Die Hutterer

Enttäuscht über die religiöse Unvollkommenheit gerade auch der neuen Kirchen der Reformation wollten sich im 16. Jahrhundert die Täufer - von ihren Gegnern polemisch Wiedertäufer genannt - uneingeschränkt an der Bibel orientieren. Eine bis heute fortbestehende Gruppierung, die in dieser Zeit entstand, bilden die Hutterer. Ihr Name geht zurück auf den Täufer Jakob Huter, der am 25.2.1536 in Innsbruck auf dem Scheiterhaufen starb. Seine Anhänger flohen von einem Land Europas zum anderen, bis sie in Amerika eine Freistatt fanden. Heute noch gibt es in den USA und Kanada 350 sog. Bruderhöfe mit ca. 30.000 Hutterern.
Als Amerika 1917 Deutschland den Krieg erklärte und damit in den I. Weltkrieg (1914 - 1918) eintrat, erläuterten die Hutterer in einem Brief an den amerikanischen Präsidenten Wilson ihre Haltung zum Militärdienst:

 

Eine Bittschrift der Hutterer (1917)

An den achtbaren Woodrow Wilson, Präsidenten der Vereinigten Staaten, Washington, D. C.

Unser geehrter Präsident!
Wir, die Hutterischen Brüder, auch als Bruderhof oder kommunistische Mennoniten bekannt, etwa zweitausend Seelen an der Zahl in achtzehn Gemeinden des Süddakota und Montana wohnhaft, als Kirche organisiert seit dem Jahr 1533, wenden uns hier an Sie, Herr Präsident, und all Ihre Gehilfen, um in Kürze Ihnen unsere Grundsätze und Überzeugungen in bezug auf Militärdienst vorzulegen. Da wir nur einfache Leute sind und ungeschult in den Wegen der Welt, bitten wir um Nachsicht, wenn dieser Brief nicht die gebührende Form aufweist.

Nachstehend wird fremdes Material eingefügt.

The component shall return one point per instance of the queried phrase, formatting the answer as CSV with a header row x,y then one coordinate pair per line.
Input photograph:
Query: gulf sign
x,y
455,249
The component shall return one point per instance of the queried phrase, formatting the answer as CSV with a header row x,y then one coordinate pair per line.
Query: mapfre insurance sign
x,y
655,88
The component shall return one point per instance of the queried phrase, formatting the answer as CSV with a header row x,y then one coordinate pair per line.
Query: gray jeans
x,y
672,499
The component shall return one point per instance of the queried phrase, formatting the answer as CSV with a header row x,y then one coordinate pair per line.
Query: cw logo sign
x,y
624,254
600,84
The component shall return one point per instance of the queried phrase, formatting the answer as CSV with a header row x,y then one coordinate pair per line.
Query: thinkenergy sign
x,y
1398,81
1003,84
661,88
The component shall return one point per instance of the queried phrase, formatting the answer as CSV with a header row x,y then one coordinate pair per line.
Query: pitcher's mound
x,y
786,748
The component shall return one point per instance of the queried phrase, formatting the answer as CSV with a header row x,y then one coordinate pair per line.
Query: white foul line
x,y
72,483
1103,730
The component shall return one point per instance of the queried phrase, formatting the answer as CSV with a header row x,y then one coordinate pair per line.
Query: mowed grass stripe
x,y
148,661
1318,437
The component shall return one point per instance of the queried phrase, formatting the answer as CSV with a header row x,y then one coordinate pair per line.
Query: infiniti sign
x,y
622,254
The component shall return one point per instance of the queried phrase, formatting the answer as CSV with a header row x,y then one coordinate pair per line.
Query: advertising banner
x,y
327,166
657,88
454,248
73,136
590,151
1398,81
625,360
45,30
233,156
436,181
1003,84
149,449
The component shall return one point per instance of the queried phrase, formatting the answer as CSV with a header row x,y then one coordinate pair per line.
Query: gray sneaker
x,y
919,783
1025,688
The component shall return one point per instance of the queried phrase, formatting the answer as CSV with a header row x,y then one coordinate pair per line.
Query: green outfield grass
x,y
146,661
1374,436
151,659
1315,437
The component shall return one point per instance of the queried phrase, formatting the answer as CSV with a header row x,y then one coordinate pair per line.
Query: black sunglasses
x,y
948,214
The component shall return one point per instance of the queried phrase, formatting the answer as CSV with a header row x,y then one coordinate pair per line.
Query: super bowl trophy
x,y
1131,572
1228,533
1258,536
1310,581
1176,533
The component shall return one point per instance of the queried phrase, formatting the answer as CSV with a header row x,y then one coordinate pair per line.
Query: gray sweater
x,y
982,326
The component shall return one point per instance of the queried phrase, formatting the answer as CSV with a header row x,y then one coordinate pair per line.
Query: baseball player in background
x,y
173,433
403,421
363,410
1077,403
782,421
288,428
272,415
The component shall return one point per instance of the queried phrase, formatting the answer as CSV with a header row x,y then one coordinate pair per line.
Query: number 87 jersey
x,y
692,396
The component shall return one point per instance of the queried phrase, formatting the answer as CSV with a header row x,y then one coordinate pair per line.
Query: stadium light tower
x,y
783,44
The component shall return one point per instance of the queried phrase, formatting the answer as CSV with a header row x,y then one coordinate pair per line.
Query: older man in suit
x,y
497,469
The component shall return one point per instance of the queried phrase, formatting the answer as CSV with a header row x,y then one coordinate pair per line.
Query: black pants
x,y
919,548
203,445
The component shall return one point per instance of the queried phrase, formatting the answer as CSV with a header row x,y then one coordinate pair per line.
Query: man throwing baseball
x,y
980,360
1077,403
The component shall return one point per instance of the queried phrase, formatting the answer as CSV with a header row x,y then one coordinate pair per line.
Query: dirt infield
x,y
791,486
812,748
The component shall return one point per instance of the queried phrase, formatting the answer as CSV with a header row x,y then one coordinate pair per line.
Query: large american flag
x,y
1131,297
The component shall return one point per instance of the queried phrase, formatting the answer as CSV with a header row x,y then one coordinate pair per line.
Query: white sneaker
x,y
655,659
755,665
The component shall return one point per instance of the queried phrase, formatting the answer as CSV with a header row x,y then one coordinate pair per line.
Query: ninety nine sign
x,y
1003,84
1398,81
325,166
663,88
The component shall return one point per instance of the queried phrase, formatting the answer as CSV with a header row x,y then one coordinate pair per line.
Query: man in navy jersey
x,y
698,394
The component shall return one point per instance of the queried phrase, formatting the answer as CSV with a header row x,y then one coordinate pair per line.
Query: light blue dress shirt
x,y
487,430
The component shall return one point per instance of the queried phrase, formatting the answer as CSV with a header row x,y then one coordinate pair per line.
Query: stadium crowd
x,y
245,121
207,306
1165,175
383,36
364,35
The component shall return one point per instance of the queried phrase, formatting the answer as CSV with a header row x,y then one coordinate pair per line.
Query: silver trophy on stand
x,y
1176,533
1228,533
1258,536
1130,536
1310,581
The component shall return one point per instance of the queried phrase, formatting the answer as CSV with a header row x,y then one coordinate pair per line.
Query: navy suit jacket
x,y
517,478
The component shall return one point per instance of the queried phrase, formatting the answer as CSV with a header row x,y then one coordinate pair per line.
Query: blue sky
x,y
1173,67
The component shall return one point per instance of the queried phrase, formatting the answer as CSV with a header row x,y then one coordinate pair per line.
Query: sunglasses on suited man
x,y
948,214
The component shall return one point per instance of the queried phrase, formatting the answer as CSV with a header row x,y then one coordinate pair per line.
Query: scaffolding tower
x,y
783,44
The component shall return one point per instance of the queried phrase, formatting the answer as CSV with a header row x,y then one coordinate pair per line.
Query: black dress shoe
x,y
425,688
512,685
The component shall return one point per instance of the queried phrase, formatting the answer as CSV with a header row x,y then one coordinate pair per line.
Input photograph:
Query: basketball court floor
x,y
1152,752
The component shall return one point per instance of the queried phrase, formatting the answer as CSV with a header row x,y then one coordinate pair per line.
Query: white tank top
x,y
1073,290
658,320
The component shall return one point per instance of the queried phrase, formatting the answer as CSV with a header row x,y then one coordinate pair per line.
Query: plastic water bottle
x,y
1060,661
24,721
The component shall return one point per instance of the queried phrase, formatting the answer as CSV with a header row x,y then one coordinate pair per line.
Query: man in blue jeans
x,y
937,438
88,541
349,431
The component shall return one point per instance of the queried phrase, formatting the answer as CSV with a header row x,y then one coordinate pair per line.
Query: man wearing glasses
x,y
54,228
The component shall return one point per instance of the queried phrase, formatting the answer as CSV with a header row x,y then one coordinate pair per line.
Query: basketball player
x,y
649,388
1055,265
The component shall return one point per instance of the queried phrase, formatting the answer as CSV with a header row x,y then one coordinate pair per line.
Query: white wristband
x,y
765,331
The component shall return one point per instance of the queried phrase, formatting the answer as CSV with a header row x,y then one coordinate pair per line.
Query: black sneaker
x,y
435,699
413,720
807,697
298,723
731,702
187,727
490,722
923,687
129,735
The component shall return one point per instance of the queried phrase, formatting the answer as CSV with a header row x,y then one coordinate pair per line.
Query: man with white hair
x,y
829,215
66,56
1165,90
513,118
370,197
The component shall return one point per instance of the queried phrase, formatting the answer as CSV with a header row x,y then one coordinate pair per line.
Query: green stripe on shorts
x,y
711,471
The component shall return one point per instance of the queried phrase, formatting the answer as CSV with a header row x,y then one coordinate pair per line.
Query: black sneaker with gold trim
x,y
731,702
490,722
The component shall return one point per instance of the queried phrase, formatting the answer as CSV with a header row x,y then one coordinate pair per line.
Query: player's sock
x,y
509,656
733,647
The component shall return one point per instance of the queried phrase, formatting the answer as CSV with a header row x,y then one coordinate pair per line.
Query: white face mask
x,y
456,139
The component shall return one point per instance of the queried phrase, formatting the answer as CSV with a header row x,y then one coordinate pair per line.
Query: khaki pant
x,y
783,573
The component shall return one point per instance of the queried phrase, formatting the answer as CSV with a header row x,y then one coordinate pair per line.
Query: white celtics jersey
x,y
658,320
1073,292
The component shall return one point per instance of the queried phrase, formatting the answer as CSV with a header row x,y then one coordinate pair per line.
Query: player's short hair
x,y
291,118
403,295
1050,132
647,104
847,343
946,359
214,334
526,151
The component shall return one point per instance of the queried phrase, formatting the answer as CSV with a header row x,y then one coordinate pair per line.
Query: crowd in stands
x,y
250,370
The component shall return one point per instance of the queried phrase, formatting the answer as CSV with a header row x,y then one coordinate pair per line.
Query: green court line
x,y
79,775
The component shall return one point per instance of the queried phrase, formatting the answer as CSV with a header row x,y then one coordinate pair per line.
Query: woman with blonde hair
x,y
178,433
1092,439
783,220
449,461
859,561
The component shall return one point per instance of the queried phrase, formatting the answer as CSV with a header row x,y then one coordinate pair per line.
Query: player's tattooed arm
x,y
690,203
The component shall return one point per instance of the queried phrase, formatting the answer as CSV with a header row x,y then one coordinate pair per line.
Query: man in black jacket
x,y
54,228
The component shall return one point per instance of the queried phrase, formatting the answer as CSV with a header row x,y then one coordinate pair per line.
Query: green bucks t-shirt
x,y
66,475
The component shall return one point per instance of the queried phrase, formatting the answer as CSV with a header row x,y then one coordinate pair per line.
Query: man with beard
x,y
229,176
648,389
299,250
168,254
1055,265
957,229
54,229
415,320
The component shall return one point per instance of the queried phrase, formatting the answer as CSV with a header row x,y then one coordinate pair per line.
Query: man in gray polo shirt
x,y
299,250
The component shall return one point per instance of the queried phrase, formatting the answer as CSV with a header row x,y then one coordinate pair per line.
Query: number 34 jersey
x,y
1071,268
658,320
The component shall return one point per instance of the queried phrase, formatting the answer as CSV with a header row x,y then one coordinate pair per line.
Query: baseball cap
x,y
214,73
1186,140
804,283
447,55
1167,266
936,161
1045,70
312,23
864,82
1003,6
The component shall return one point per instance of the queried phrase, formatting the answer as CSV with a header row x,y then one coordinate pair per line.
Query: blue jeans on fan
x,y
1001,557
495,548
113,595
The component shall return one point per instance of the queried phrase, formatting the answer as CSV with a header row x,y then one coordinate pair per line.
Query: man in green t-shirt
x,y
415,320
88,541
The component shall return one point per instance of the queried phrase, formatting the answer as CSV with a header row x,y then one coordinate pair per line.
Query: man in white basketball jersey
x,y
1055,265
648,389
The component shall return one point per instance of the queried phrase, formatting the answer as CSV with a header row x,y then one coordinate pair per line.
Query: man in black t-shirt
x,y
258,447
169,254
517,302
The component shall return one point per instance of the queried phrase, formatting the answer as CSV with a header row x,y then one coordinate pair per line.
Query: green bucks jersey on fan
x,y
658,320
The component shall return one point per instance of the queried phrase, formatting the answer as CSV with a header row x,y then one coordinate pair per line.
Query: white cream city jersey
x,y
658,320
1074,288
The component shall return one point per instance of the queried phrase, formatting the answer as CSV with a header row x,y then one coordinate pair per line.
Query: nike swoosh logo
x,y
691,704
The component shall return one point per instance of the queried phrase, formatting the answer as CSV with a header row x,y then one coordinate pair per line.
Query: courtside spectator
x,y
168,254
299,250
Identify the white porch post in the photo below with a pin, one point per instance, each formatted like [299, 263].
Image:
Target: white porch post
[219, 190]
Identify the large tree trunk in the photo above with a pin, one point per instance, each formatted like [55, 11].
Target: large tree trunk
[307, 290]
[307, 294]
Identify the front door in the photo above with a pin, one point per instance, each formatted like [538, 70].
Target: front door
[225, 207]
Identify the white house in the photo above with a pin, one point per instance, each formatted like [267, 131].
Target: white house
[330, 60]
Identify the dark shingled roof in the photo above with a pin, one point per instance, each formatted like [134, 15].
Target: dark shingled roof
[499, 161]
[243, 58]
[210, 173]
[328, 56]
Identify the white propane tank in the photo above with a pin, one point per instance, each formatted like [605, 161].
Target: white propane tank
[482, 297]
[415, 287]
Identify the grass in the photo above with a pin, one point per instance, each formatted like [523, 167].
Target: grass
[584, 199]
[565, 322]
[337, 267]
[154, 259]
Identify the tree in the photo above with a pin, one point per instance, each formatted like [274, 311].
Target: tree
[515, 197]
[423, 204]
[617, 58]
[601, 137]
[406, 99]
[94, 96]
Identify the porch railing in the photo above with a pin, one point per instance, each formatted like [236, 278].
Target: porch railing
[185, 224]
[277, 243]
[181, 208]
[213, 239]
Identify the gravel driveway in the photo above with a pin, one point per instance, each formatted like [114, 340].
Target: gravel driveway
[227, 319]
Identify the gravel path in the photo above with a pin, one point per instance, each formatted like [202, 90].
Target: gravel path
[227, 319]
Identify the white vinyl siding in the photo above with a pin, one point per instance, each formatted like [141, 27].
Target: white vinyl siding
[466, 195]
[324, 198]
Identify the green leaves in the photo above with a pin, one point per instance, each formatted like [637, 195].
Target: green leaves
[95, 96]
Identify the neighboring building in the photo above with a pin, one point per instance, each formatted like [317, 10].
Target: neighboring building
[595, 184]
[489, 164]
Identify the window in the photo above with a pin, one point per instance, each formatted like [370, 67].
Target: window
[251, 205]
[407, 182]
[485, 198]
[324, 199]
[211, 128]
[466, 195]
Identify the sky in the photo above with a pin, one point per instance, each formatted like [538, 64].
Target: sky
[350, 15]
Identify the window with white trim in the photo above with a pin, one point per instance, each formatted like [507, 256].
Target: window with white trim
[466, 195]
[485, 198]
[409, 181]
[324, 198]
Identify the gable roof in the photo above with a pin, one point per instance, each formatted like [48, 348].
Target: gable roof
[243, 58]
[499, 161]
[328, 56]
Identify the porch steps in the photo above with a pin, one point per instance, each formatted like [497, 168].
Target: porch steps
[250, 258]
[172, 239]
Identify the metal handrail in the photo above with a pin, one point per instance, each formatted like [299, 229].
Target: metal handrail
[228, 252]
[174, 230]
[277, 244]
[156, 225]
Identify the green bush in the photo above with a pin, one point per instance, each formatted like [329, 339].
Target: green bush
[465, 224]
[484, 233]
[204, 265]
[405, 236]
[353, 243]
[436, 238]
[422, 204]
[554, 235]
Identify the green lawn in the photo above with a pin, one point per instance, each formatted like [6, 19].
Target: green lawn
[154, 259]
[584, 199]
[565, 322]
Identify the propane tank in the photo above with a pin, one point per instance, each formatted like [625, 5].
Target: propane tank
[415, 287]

Die Grundsätze unseres Glaubens, was das praktische Leben anbetrifft, sind Gütergemeinschaft und Wehrlosigkeit. Unser gemeinschaftliches Leben beruht auf dem Grundsatz: "Was mein ist, das ist dein" oder in anderen Worten, auf Bruderliebe und demütigem, christlichem Dienst nach Ap.-Gesch. 2,44 und 45: "Alle aber, die gläubig waren geworden, waren beieinander und hielten alle Dinge für gemein. Ihre Güter und Habe verkauften sie und teilten sie aus unter alle, nachdem jedermann not war." Daher unterscheiden wir uns grundsätzlich von den nichtchristlichen kommunistischen Systemen mit ihrem Grundsatz: "Was dein ist, das ist mein." Wir glauben, das gemeinschaftliche Leben, das nicht auf der christlichen Liebe beruht, wird immer ein Fehlschlag sein. Unsere Bestrebungen sind gänzlich religiöser Art, und wir wissen, dass nur wenige willens sind, unseren Glauben anzunehmen und mit Selbstverleugnung Gott und einander im gemeinschaftlichen Leben zu dienen, wie wir es tun. (...)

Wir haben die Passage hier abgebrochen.